One of the major endeavours for me in managing ADK Hospital is to get such standards in place and get international recognition. So I decided that we should start slow and improve our services to achieve such recognition.

Last year we established a new laboratory and acquired some more machinery and expert staff. With this development I thought that it would only be fitting that we get this lab accredited. On proposing this, my staff was very enthusiastic and they gave me a commitment to make this happen.

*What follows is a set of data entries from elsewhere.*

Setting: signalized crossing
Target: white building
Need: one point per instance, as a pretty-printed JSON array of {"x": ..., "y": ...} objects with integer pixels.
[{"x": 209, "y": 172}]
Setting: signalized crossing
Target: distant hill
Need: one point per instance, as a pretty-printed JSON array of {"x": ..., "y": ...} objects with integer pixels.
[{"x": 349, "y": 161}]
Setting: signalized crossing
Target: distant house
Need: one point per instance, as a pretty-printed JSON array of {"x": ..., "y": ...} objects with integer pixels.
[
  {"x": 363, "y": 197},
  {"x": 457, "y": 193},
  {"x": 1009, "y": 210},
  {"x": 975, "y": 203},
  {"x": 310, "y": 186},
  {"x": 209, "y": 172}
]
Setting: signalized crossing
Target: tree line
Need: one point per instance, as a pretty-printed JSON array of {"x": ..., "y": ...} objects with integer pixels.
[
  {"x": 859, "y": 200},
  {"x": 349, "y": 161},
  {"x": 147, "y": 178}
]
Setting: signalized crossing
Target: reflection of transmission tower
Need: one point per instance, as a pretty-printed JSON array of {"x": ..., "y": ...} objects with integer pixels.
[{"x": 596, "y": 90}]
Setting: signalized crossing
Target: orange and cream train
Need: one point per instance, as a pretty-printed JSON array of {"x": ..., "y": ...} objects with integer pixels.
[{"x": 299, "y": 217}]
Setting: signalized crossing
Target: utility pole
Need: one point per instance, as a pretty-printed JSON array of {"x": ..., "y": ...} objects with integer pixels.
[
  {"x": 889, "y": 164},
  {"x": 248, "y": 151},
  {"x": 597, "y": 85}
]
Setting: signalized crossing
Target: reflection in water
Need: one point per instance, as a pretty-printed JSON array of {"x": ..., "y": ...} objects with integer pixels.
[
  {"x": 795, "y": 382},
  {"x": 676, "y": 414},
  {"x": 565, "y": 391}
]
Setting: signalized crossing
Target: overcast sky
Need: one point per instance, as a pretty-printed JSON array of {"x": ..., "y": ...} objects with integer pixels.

Laboratories get two types of accreditation from the International Standards Organization. The ISO 9001:2000 is the Quality Management System Standard and the ISO 15189 is specific to medical laboratories and is a unique standard that takes into consideration the specific requirements of the medical environment and the importance of the medical laboratory to patient care. We decided to initially go to the Quality Management Standard and later go for the more detailed one. In reality, the initial Management Accreditation sets the standard for the other one and hence it will be much easier to get it with this in hand.

In fact, it was a lot of hard work to get all the major core conformities in place. We had to get all protocols, goals, targets, outputs and much more first on paper to ISO requirements. But that is not enough. We had to implement the standards and get the staff trained to apply the standards. This took us a lot of effort and a lot of support from the laboratory staff specially. I do acknowledge and congratulate them for their achievement. We achieved this working as team together. After all this work, on July 20, 2009, the Laboratory was audited for conformities of ISO 9001:2000 with the certification scope of Diagnostic Laboratory Testing and Reporting.

It was a bit of a tense day since the laboratory staff and the management were eagerly and anxiously looking forward to the outcome of the audit. When the final verdict came it was a time of relief and a time for celebration. Yes! Laboratory has successfully completed the requirements and passed the audit for ISO certification. It is indeed a milestone in the endeavour to provide reliable and quality health services to the Maldivian public. The Laboratory is now accredited for the period 30 July 2009 to 29th July 2012. By the end of this period the lab will have to undergo another audit for renewal of its accredited standard.

With this certification, the Laboratory will now operated all its procedures strictly adhering to ISO approved standard operating procedures. These procedures will be continuously reviewed and assessed so that the standards are maintained and the conformities are met in future audit processes.

The partners of ADK Hospital in the certification process were Assistance Maldives Pvt. Ltd, Maldives, affiliated with Nexus Business Solutions Pvt. Ltd, of Sri Lanka. Auditors of the SGS GROUP, Switzerland, conducted the certification audit. SGS is the world’s leading Inspection, Verification, Testing and Certification Company established in 1878.

Achievement of this certification is only a beginning for improvement and maintenance of quality in the laboratory. We will start to further enhance the processes and also put efforts towards certification for the ISO 15189 standards as well. This achievement also paves avenue for the motivation and initiation of certification processes for other departments of the Hospital as well.